Anduril wins $640 million contract for counter-drone base protection systems

By Nick Wilson / March 10, 2025 at 11:51 AM

Anduril Industries has received a $642 million contract to produce a new counter-drone system for the Marine Corps, capping off a competition to fulfill what service officials have described as an "urgent need" to better defend buildings, bases and other installations.

Under the award, Anduril will deliver, install and sustain the Installations-Counter small Unmanned Aircraft Systems (I-CsUAS) at domestic and international locations, according to a March 7 Pentagon announcement. Anduril beat out proposals from nine other vendors, the notice states.

As unmanned aircraft become increasingly cheap and prevalent, defending fixed sites has become a critical need, officials said last year. Group 1-3 commercial, off-the-shelf UAS -- smaller systems with a maximum weight of 1,320 pounds -- are of special concern.

Presently, the Marine Corps is using leased counter-drone systems to meet this defensive need ahead of the I-CsUAS program of record.
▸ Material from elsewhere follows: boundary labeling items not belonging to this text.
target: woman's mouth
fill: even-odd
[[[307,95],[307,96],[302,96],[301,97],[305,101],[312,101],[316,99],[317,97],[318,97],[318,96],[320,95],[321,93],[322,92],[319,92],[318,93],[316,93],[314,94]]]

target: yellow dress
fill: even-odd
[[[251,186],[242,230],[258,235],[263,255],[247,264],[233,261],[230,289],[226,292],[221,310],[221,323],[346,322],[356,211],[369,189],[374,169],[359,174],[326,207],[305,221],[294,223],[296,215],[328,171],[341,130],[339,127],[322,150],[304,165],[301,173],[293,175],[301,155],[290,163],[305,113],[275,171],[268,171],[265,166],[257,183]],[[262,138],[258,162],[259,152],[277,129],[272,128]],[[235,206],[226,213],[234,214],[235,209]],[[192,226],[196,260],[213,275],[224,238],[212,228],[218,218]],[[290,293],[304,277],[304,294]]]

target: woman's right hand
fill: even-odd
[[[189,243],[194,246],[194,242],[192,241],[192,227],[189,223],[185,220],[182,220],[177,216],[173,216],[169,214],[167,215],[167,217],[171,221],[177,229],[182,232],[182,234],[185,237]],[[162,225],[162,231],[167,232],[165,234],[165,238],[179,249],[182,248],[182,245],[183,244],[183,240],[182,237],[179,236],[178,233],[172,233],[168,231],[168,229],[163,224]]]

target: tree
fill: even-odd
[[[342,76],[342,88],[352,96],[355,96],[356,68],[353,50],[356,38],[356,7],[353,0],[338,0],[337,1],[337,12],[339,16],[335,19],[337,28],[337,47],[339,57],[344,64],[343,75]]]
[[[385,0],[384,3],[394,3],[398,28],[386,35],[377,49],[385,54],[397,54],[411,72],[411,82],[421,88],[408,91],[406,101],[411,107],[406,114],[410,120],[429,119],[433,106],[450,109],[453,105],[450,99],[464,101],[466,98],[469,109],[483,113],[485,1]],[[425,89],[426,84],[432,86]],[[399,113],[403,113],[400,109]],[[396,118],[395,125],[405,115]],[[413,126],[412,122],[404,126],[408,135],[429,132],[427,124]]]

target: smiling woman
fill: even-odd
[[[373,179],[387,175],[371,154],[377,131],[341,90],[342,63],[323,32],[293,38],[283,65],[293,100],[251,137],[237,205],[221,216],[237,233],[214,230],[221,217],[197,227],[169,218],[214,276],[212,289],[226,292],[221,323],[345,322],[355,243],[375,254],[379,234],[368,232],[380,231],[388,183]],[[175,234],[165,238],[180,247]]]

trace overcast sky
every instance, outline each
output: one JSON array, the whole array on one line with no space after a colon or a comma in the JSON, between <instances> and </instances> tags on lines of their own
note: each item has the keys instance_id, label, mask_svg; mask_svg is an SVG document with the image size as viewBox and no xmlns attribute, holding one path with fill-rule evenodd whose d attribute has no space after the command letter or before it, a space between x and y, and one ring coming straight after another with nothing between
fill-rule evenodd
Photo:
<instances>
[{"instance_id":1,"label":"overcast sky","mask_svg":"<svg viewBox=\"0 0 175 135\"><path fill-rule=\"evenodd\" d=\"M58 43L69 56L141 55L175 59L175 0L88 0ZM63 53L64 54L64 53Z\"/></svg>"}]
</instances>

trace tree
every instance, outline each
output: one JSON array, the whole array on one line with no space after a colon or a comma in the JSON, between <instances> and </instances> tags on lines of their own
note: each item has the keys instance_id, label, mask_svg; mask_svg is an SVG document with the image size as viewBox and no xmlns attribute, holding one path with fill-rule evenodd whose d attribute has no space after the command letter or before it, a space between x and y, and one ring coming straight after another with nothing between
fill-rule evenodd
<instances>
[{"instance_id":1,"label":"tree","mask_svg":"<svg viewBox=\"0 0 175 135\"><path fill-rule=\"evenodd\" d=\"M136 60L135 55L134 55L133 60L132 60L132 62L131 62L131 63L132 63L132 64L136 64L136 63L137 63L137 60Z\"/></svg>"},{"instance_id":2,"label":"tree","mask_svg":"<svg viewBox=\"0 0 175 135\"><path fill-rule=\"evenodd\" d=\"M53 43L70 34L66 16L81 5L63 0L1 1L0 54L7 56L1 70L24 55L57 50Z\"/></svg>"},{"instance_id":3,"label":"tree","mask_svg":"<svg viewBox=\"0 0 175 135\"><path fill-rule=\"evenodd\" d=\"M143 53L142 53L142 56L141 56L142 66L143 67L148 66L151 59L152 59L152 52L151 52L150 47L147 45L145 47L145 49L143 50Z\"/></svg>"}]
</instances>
Leased systems had been fielded to five locations as of June 2023, with the addition of a sixth site expected in fiscal year 2025.

Following the award to Anduril, a single I-CsUAS system will be procured for operational assessments, according to FY-25 budget documents.

The actual I-CsUAS fielding timeline seems to be lagging the schedule laid out in the budget books, which predicted the contract would be awarded before the end of FY-24, the operational assessment would occur in the second quarter of FY-25 and initial operational capability would be declared in the third quarter of FY-25.

The service’s latest budget request contains $53 million in procurement and $11 million in research and development funding for the program, though Congress has yet to pass a spending package and is now considering extending stopgap funding patches to span the full fiscal year.